Те сначала отказываются, но потом вынимают из кошелок огромные походные кружки и по очереди стеснительно подставляют Григорию Иванычу. Григорий Иваныч принимается лить, льет долго и терпеливо, пока у него от напряжения не начинает болеть рука. Но у кружки, кажется, нет дна. Григорию Иванычу становится стыдно, но остановиться еще стыднее, и стыдно женщине, которая тянет конфузливо руку с кружкой; черные зубы ее улыбаются жалостно. После этого угощения Григорий Иваныч сидит молча, как оплеванный: лучше бы ему провалиться сквозь землю.
В сумерках влетаем в Тулу, в гуляющий, мигающий огоньками губернский вечер, барышни выходят пройтись под фонарной прохладой и гуляют там медленно, нам совсем чужие.
Григорий Иваныч после этих кружек не смеет подойти и кружится поодаль, в унылом вожделеющем одиночестве.
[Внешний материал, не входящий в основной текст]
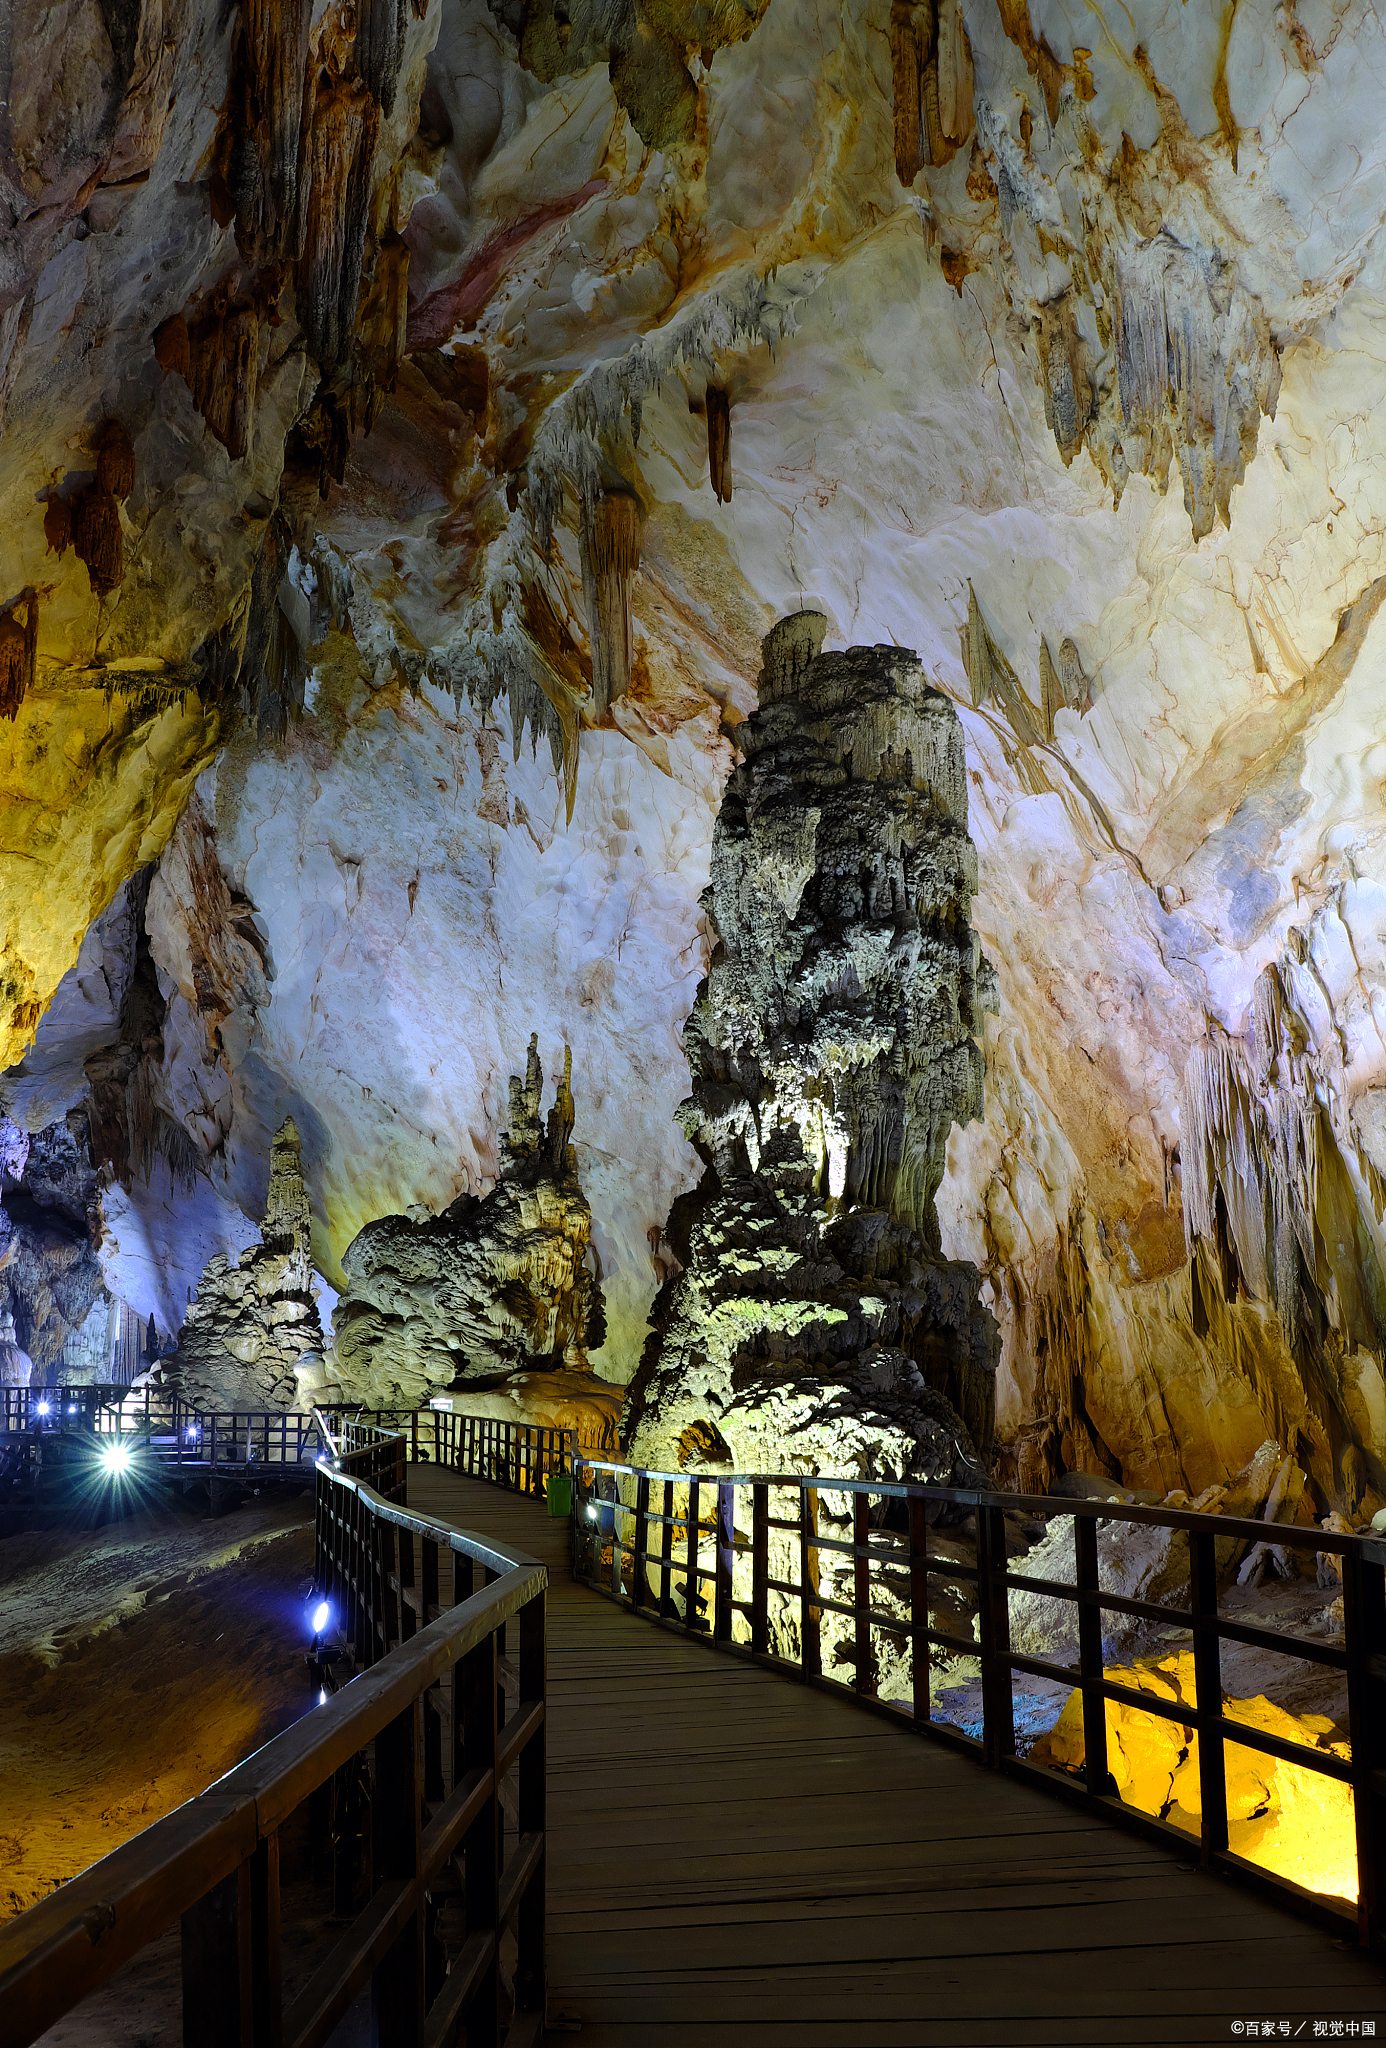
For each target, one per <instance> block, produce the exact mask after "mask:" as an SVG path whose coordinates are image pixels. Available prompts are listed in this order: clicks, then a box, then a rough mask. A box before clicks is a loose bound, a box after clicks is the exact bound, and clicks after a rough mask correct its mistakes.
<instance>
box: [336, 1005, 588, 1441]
mask: <svg viewBox="0 0 1386 2048" xmlns="http://www.w3.org/2000/svg"><path fill="white" fill-rule="evenodd" d="M543 1083H545V1073H543V1065H540V1061H538V1040H536V1038H530V1051H528V1063H526V1075H524V1081H522V1079H520V1077H518V1075H512V1079H510V1130H506V1133H504V1135H502V1139H500V1176H497V1182H495V1186H493V1188H491V1192H489V1194H485V1196H473V1194H463V1196H459V1198H457V1200H454V1202H450V1204H448V1208H444V1210H442V1212H440V1214H436V1217H428V1214H403V1217H379V1219H377V1221H375V1223H369V1225H366V1227H364V1229H362V1231H360V1233H358V1235H356V1237H354V1239H352V1243H350V1245H348V1249H346V1253H344V1257H342V1268H344V1272H346V1280H348V1284H346V1290H344V1292H342V1298H340V1300H338V1305H336V1309H334V1317H332V1325H334V1348H332V1356H330V1360H328V1374H330V1380H332V1382H334V1386H336V1395H334V1397H336V1399H342V1401H360V1403H362V1405H364V1407H418V1405H420V1403H426V1401H430V1399H432V1397H434V1395H440V1393H448V1391H450V1393H452V1395H454V1397H459V1405H465V1407H467V1409H471V1411H493V1413H497V1415H504V1417H512V1419H530V1421H559V1419H561V1425H563V1427H581V1430H583V1432H586V1434H588V1438H594V1442H604V1444H614V1417H616V1413H618V1409H620V1391H618V1389H610V1386H606V1384H604V1382H602V1380H598V1378H596V1374H594V1372H592V1370H590V1366H588V1350H590V1348H592V1346H598V1343H600V1341H602V1333H604V1323H602V1286H600V1280H598V1278H596V1274H594V1270H592V1264H590V1243H592V1210H590V1208H588V1198H586V1196H583V1192H581V1182H579V1178H577V1153H575V1151H573V1145H571V1143H569V1139H571V1133H573V1122H575V1106H573V1090H571V1051H569V1053H567V1055H565V1063H563V1079H561V1081H559V1085H557V1092H555V1104H553V1108H551V1110H549V1120H547V1124H545V1120H543V1116H540V1094H543ZM491 1395H493V1403H491V1407H487V1397H491ZM461 1397H465V1399H461ZM495 1403H497V1405H495Z"/></svg>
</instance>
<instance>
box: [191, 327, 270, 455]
mask: <svg viewBox="0 0 1386 2048" xmlns="http://www.w3.org/2000/svg"><path fill="white" fill-rule="evenodd" d="M188 367H190V377H188V389H190V391H192V403H194V406H197V410H199V412H201V416H203V420H205V422H207V430H209V434H215V436H217V440H219V442H221V446H223V449H225V451H227V455H229V457H231V461H233V463H235V461H240V459H242V455H244V453H246V449H248V446H250V426H252V420H254V410H256V385H258V371H260V311H258V307H256V305H227V307H223V305H221V303H213V309H211V311H209V313H207V317H205V319H199V322H194V326H190V328H188Z"/></svg>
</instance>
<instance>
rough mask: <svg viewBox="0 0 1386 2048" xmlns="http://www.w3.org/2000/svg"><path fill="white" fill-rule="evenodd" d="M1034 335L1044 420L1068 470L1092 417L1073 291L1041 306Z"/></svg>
mask: <svg viewBox="0 0 1386 2048" xmlns="http://www.w3.org/2000/svg"><path fill="white" fill-rule="evenodd" d="M1034 334H1036V340H1038V344H1040V373H1042V379H1044V420H1046V424H1048V428H1050V432H1052V436H1054V444H1056V446H1058V453H1060V455H1063V461H1065V469H1067V467H1069V463H1071V461H1073V457H1075V455H1077V453H1079V449H1081V446H1083V434H1085V430H1087V422H1089V420H1091V416H1093V391H1091V383H1089V377H1087V344H1085V340H1083V336H1081V334H1079V330H1077V322H1075V313H1073V293H1065V295H1063V297H1060V299H1054V301H1052V303H1050V305H1042V307H1040V313H1038V319H1036V324H1034Z"/></svg>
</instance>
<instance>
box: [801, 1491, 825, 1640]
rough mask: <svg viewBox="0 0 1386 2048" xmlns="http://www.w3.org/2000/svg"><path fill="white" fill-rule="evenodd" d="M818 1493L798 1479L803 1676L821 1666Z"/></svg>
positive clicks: (818, 1513) (818, 1495)
mask: <svg viewBox="0 0 1386 2048" xmlns="http://www.w3.org/2000/svg"><path fill="white" fill-rule="evenodd" d="M817 1522H819V1495H817V1489H815V1487H811V1485H809V1483H807V1481H803V1479H800V1481H798V1661H800V1667H803V1675H805V1677H817V1675H819V1671H821V1669H823V1649H821V1638H819V1620H821V1608H819V1606H817V1597H819V1546H817V1532H819V1530H817Z"/></svg>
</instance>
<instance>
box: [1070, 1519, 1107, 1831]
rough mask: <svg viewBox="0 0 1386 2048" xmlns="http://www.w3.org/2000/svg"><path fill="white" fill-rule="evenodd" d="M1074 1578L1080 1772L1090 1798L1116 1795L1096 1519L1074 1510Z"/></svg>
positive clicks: (1073, 1528)
mask: <svg viewBox="0 0 1386 2048" xmlns="http://www.w3.org/2000/svg"><path fill="white" fill-rule="evenodd" d="M1073 1544H1075V1579H1073V1583H1075V1585H1077V1595H1079V1686H1081V1688H1083V1774H1085V1778H1087V1790H1089V1792H1091V1794H1093V1798H1108V1796H1116V1784H1114V1782H1112V1776H1110V1772H1108V1702H1106V1700H1103V1696H1101V1608H1099V1604H1097V1591H1099V1581H1097V1518H1095V1516H1083V1513H1075V1518H1073Z"/></svg>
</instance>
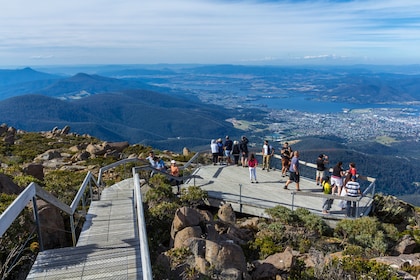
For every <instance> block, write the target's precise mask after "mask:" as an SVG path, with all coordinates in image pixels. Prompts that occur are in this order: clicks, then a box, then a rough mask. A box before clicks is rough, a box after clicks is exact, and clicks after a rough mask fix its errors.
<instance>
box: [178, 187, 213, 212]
mask: <svg viewBox="0 0 420 280" xmlns="http://www.w3.org/2000/svg"><path fill="white" fill-rule="evenodd" d="M207 197H208V194H207V192H206V191H205V190H202V189H201V188H200V187H197V186H189V187H188V188H184V189H182V190H181V197H180V201H181V204H182V205H185V206H191V207H197V206H198V205H202V204H203V203H204V201H205V200H206V199H207Z"/></svg>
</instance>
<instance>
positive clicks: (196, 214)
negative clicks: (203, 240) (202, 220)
mask: <svg viewBox="0 0 420 280" xmlns="http://www.w3.org/2000/svg"><path fill="white" fill-rule="evenodd" d="M202 220H203V216H202V214H201V213H200V211H199V210H197V209H195V208H191V207H181V208H179V209H178V210H176V212H175V217H174V220H173V222H172V228H171V237H172V238H174V237H175V235H176V233H177V232H178V231H180V230H182V229H184V228H186V227H194V226H198V225H199V223H200V222H201V221H202Z"/></svg>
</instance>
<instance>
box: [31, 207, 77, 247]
mask: <svg viewBox="0 0 420 280" xmlns="http://www.w3.org/2000/svg"><path fill="white" fill-rule="evenodd" d="M36 203H37V207H38V214H39V219H40V226H41V236H42V242H43V244H44V249H53V248H61V247H67V246H71V244H68V241H67V239H66V232H65V226H64V220H63V217H62V216H61V212H60V210H59V209H58V208H56V207H54V206H53V205H51V204H48V203H47V202H45V201H43V200H40V199H37V201H36ZM29 205H30V207H32V204H29Z"/></svg>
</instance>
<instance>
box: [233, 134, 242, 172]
mask: <svg viewBox="0 0 420 280" xmlns="http://www.w3.org/2000/svg"><path fill="white" fill-rule="evenodd" d="M232 155H233V162H234V163H235V165H236V166H239V157H240V156H241V149H240V148H239V141H237V140H235V141H233V147H232Z"/></svg>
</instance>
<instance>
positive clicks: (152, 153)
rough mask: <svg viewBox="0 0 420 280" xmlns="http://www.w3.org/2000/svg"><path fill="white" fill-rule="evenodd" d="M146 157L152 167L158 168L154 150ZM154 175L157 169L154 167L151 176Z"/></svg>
mask: <svg viewBox="0 0 420 280" xmlns="http://www.w3.org/2000/svg"><path fill="white" fill-rule="evenodd" d="M146 159H147V160H148V161H149V163H150V166H151V167H153V168H156V161H155V153H154V152H153V151H150V152H149V156H148V157H147V158H146ZM153 175H155V171H154V170H153V169H152V171H151V172H150V177H153Z"/></svg>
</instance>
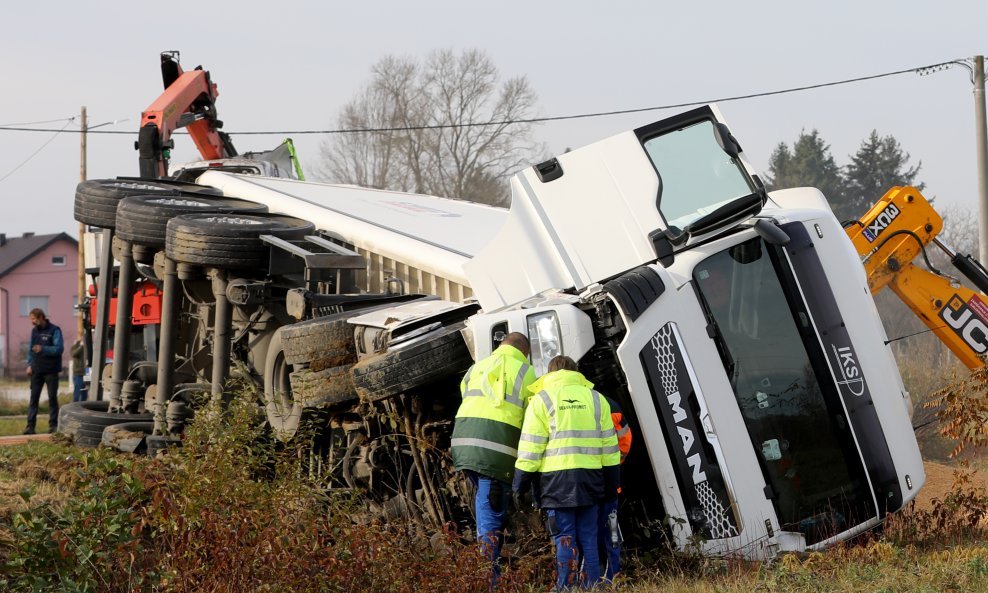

А я счастлив: мои стены распались, наконец, в эту свежую темень, мне чудится за каждым вокзалом безбрежный город с тысячами жизней, и каждая из них могла бы пройти через мою. И Березневатка — пока еще где-то за кривой и темной глубью земли — живет сквозь эту-дымную грусть.
Женечка надевает теплую вязаную кофту и уходит в коридор, к раскрытому окну. Там холодеет ночь, и чудные дебри проносятся мимо и бесконечно, и поется несвязное само собой. Вот где бы заглянуть в ее настоящее, полное девьей смуты лицо! Но нет Григория Иваныча, рыщет где-то тоскливо по чужим купе. А под окно на остановке подходит бритый молодой человек из мягкого вагона; он хорошо одет, должно быть, и поднимает на Женечку бездонные в сумерках глаза и напевает очень чудесно, — вы знаете это пение под окном, — шумят деревья, и кто-то несет мимо вас в ночь свое удивляющееся веселье. Бедняга Григорий Иваныч, какой час ты пропустил! Но вот он, Григорий Иваныч, торжествующе ломится по коридору, запыхавшись, — наверно, и сесть успел только на ходу, и под мышками у него два огромных арбуза.
— Оце добри кавуны! — кричит он нам, не выдерживает, сыплет опять сиплым своим хохотком и, не выпуская арбузов, рухает могучим телом своим на лавку.
— Гражданка, имени и отчества не знаю! Там глаза засорите! Вы посмотрите, каких я чудаков за двугривенный отхватил!
Женечка вяло подходит с туманными на свету, еще грезящими глазами, качает головой: нет, она не хочет, и так холодно… И морщится зябко: «Сонька, ты уже спать?» Но в Григории Иваныче просыпается темное буйство, он не сдается ни за что.
— Да вы гляньте на арбуз! — неистовствует он и вдруг бьет его с размаху прямо об колено.
И арбуз лопается пополам буйно и спело со смачным кряканьем, и из него прет рваная, алая, сахарнейшая мякоть, которую — ножом и Женечке.
— Гражданка!.. — И всех нас, словно счастьем, оделяет Григорий Иваныч.
И Женечка не может не взять, изнемогая от глупейшего смеха, и берет чопорная толстуха, и берем мы с угрюмой парой и едим прохладу, пахнущую талым весенним снегом. Григорий Иваныч, намолчавшийся вдоволь, шумит и заливается за пятерых.
…Поезд останавливается у сплошных ночных садов.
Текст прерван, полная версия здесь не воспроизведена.